Not bad. We're left with only 235 options after the first guess! Since this list is ordered by frequency, together with the assumption that obscure words are less likely to appear in the game (people will get frustrated if they're tasked with guessing a word they don't know), it's a pretty good bet to take the first word and put it in the game. Let's see what we get:

image.png

Let's summarize what new information we got now:

  1. I and N join the lettera-non-grata club.
  2. G joins U and S to the displaced nomand group
  3. U and S have even less possible locations

Let's update our knowledge of the world and repeat the steps above.

In [19]:
positions = {
    'u': {0, 1, 3, 4} - {0},
    's': {0, 1, 2, 4} - {1},
    'g': {0, 1, 2, 3}
}

combinations = [g for g in product(*positions.values()) if len(set(g)) == len(g)]

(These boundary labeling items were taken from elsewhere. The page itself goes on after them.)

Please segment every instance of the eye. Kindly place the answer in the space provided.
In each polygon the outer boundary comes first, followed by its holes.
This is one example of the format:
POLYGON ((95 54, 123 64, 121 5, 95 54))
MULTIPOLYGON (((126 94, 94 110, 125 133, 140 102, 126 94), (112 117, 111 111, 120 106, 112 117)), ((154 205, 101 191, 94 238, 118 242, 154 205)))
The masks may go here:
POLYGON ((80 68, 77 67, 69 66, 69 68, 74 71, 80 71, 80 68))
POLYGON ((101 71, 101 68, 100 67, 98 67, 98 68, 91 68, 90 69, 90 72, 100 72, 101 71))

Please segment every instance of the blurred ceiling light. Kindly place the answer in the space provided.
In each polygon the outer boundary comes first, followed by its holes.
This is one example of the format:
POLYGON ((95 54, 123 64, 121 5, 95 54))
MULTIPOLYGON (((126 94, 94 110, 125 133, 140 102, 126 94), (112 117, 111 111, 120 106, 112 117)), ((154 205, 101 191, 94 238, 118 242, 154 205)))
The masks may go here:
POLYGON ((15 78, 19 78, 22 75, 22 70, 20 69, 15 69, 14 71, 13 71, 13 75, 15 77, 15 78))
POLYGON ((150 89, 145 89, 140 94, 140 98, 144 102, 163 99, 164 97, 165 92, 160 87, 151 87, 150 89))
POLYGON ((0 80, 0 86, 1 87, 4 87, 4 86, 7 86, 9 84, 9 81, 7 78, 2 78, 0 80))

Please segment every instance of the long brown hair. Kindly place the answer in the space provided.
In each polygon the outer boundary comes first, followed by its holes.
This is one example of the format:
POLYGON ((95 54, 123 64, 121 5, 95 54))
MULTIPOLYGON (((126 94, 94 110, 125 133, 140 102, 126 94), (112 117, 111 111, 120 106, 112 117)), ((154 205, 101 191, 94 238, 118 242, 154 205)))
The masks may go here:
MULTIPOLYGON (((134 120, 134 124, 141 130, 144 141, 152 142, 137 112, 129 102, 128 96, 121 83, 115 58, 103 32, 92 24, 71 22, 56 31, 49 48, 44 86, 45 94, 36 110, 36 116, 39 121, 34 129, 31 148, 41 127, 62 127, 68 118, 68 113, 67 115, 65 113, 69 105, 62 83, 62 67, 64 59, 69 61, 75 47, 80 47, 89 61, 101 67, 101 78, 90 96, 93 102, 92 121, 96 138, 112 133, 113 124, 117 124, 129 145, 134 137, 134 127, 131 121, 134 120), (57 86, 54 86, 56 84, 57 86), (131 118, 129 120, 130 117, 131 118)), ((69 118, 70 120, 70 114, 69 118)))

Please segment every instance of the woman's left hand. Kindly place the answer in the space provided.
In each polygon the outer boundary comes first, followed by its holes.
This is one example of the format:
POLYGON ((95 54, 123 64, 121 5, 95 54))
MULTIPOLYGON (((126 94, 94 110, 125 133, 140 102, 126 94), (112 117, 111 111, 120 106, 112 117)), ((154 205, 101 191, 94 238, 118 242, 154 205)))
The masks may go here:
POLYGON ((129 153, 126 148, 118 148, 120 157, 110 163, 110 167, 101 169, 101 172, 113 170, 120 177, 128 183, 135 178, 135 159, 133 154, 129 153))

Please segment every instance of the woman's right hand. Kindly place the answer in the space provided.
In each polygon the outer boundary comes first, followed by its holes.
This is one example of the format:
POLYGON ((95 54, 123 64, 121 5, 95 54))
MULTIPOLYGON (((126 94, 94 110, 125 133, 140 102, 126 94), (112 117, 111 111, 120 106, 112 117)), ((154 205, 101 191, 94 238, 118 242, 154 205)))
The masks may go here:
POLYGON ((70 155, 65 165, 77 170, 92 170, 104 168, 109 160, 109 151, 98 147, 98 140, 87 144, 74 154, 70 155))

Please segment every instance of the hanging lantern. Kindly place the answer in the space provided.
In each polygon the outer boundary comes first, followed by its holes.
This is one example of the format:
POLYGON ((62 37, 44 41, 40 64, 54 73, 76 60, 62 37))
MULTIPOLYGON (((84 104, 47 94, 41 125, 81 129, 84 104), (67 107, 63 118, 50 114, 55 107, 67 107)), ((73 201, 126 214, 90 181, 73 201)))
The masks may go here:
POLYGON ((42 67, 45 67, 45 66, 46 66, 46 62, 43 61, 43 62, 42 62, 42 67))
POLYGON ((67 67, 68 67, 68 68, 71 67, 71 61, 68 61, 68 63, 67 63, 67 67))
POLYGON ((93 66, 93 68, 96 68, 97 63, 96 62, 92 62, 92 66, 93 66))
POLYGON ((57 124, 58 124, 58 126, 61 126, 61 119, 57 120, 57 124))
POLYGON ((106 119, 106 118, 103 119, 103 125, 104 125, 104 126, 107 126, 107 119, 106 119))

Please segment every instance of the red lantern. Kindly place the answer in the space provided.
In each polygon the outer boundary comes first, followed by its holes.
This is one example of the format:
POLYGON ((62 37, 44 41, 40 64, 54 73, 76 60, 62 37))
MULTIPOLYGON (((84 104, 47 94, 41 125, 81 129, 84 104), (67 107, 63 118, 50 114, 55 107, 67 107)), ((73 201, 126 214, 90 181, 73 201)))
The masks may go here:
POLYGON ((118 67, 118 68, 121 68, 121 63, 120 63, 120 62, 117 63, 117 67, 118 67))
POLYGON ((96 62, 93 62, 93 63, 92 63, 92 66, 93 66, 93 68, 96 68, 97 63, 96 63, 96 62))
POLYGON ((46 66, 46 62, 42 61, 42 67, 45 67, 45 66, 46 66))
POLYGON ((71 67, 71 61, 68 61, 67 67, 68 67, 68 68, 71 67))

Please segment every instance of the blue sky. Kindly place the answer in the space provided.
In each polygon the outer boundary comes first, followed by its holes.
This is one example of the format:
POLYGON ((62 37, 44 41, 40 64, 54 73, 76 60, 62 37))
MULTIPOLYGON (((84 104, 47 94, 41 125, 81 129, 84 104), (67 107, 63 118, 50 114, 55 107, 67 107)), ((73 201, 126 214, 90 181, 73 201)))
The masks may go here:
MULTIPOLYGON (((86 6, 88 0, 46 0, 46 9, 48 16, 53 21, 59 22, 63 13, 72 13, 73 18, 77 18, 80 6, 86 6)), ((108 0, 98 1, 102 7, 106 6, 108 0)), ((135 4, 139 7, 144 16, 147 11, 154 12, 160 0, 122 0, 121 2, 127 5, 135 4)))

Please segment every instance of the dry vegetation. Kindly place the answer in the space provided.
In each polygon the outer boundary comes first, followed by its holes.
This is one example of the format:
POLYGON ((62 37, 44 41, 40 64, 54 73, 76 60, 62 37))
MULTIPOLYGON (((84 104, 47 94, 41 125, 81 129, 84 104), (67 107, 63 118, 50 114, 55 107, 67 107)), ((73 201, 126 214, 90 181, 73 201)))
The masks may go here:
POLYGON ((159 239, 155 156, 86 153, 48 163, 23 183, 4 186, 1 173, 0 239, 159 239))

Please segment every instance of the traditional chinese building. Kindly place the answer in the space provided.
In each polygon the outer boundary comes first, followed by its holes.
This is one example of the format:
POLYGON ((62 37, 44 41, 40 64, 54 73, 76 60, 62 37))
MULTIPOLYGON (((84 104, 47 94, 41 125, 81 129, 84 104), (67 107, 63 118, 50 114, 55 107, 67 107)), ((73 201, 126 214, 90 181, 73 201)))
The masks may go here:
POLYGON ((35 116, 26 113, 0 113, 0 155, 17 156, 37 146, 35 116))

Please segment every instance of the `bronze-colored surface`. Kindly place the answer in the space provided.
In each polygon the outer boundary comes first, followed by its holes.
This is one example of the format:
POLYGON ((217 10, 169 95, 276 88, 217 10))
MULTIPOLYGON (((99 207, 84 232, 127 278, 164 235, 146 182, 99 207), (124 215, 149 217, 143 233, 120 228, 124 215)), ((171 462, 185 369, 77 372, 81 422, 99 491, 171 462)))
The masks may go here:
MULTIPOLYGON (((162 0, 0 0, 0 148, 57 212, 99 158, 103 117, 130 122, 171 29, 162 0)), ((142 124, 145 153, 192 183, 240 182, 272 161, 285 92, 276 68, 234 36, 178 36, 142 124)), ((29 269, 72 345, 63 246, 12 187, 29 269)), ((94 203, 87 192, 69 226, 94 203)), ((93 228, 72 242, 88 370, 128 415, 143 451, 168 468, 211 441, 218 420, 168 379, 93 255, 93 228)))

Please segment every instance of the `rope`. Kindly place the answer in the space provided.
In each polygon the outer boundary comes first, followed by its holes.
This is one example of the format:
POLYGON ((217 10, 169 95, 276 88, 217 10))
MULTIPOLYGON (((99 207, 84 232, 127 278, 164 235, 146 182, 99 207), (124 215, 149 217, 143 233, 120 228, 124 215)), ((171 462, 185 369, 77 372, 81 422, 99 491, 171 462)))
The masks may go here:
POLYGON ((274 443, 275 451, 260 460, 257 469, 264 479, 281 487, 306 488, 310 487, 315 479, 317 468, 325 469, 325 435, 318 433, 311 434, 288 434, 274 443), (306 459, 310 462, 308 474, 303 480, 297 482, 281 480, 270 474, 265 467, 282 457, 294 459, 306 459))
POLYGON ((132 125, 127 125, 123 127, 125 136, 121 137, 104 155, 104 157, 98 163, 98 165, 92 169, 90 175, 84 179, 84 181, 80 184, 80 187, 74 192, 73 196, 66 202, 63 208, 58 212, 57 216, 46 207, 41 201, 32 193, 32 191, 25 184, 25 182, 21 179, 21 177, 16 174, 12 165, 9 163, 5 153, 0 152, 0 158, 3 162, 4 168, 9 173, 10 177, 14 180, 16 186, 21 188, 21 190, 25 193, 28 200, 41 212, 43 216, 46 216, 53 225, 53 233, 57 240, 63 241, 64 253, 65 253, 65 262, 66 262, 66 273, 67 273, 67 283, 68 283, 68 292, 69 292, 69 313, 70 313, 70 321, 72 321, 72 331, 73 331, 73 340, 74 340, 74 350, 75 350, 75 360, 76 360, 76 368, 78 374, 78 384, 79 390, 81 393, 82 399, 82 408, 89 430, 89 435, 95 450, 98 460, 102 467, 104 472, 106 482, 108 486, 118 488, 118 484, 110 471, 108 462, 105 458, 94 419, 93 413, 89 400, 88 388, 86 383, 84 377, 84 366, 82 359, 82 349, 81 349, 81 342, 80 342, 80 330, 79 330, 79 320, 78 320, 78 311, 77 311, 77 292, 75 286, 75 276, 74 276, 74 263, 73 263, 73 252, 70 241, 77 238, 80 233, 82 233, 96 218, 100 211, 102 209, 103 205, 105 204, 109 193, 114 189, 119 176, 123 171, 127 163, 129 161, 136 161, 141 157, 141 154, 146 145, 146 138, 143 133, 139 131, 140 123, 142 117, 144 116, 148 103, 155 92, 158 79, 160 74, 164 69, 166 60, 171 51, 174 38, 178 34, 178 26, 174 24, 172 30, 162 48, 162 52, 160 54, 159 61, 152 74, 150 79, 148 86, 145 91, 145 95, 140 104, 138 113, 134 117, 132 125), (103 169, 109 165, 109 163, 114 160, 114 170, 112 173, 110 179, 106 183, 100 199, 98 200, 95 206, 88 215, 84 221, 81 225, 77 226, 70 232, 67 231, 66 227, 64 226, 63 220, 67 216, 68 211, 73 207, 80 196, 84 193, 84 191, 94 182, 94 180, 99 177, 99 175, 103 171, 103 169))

We had to change our filter to account for the case of an arbitrary group elements' count. Comparing the number of unique elements to the number of total elements would do the trick.

We can also upgrade our exclude pattern, by adding the yellow letters to their corresponding positions:

In [20]:
exclude = [['m', 'o', 'e', 'i', 'n'] for _ in range(5)]
for letter, potential_positions in positions.items():
    for non_position in {0, 1, 2, 3, 4} - potential_positions:
        exclude[non_position].append(letter)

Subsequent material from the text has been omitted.